6Fondazione IRCCS Istituto Nazionale dei Tumori, Radiation Oncology, Milan, Italy

7Fondazione IRCCS Istituto Nazionale dei Tumori, Medical Oncology, Milan, Italy

Background:

Circulating tumor DNA (ctDNA) is a promising biomarker in early breast cancer. However, limited sample sizes in available clinical studies weaken neoadjuvant evidence.

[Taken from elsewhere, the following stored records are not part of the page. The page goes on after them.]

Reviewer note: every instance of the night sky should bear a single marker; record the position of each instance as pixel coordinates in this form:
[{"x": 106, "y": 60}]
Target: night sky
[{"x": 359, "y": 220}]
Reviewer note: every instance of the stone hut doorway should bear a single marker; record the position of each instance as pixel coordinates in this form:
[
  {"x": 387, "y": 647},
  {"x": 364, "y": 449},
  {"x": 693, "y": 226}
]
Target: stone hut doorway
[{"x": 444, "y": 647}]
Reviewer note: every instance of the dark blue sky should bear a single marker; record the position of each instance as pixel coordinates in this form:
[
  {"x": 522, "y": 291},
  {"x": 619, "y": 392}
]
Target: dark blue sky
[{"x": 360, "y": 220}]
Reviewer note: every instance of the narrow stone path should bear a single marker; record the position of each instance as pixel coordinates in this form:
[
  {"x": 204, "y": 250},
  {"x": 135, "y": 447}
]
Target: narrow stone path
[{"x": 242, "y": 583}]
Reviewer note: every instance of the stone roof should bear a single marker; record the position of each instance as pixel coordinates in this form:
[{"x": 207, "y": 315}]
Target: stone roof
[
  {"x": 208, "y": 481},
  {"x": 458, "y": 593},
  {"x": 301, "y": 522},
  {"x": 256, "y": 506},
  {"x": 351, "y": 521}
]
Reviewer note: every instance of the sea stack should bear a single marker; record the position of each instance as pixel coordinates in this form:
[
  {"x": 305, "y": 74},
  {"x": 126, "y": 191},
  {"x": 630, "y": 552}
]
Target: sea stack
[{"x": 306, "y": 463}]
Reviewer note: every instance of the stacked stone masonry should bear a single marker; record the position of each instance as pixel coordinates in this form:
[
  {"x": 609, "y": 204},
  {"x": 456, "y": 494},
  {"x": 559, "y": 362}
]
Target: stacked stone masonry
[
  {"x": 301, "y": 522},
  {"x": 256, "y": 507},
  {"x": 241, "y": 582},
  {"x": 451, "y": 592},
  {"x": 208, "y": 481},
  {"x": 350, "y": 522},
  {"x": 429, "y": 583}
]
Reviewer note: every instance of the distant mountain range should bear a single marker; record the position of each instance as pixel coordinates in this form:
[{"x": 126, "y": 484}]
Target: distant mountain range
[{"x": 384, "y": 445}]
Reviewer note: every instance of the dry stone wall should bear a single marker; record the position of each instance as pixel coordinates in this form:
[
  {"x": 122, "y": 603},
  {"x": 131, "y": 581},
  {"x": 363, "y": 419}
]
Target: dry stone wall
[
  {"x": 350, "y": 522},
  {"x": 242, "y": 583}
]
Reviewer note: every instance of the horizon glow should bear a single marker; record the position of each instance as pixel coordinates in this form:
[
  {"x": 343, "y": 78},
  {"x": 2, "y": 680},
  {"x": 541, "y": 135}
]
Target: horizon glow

Materials and methods: Data from two independent prospective observational studies, one at the Institut Jules Bordet (Brussels), and one at the Istituto Nazionale dei Tumori (Milan), were pooled at the individual patient level for joint analysis. In both studies, women with early breast cancer received neoadjuvant therapy and underwent primary tumor-informed ctDNA assays at predefined time points: baseline (before initiation of neoadjuvant therapy), end of neoadjuvant therapy before surgery (EoT), and during follow-up. Associations between ctDNA detection and clinico- pathological variables (age, tumor size [e.g. T ≤5 cm vs. >5 cm], hormone receptor status, HER2 status, and pathological complete response (pCR) were evaluated using χ2 or Wilcoxon tests, as appropriate. The effect of ctDNA on event-free survival (EFS) was analyzed by univariable and multivariable Cox proportional hazards models adjusted for relevant covariates. A two-sided p value< 0.05 was considered statistically significant.

Results:

A total of 81 patients were analyzed. Median age was 48 (range 27-75) years at diagnosis; most had T≤5 cm (72%), node positive (68%) and triple negative (60%) disease. Breast cancer events were 26 throughout a median follow-up of 7 years (IQR 5.3-8.8). ctDNA was detected in 31/54 (57.4%) plasma samples at baseline, and in 11/64 (17%) plasma samples at the EoT. The detection of ctDNA was significantly associated with hormone receptor-negative status both at baseline and at the EoT (p<0.05). No association with pCR was observed at any time point. Patients with baseline ctDNA detection showed a non significant trend toward worse EFS (HR 1.56, 95% CI 0.58-4.22). Notably, detection of ctDNA at the EoT predicted breast cancer events and remained independently associated with decreased EFS even after adjustment for all other clinicopathological variables including pCR (HR 3.58, 95% CI 1.33-9.60).

Conclusions:

This individual patient-level pooled analysis includes one of the largest numbers of events reported to date in the ctDNA literature. ctDNA predicted breast cancer relapse, particularly when detected at the end of treatment, supporting the use of ctDNA for post-neoadjuvant risk stratification and subsequent therapeutic strategies.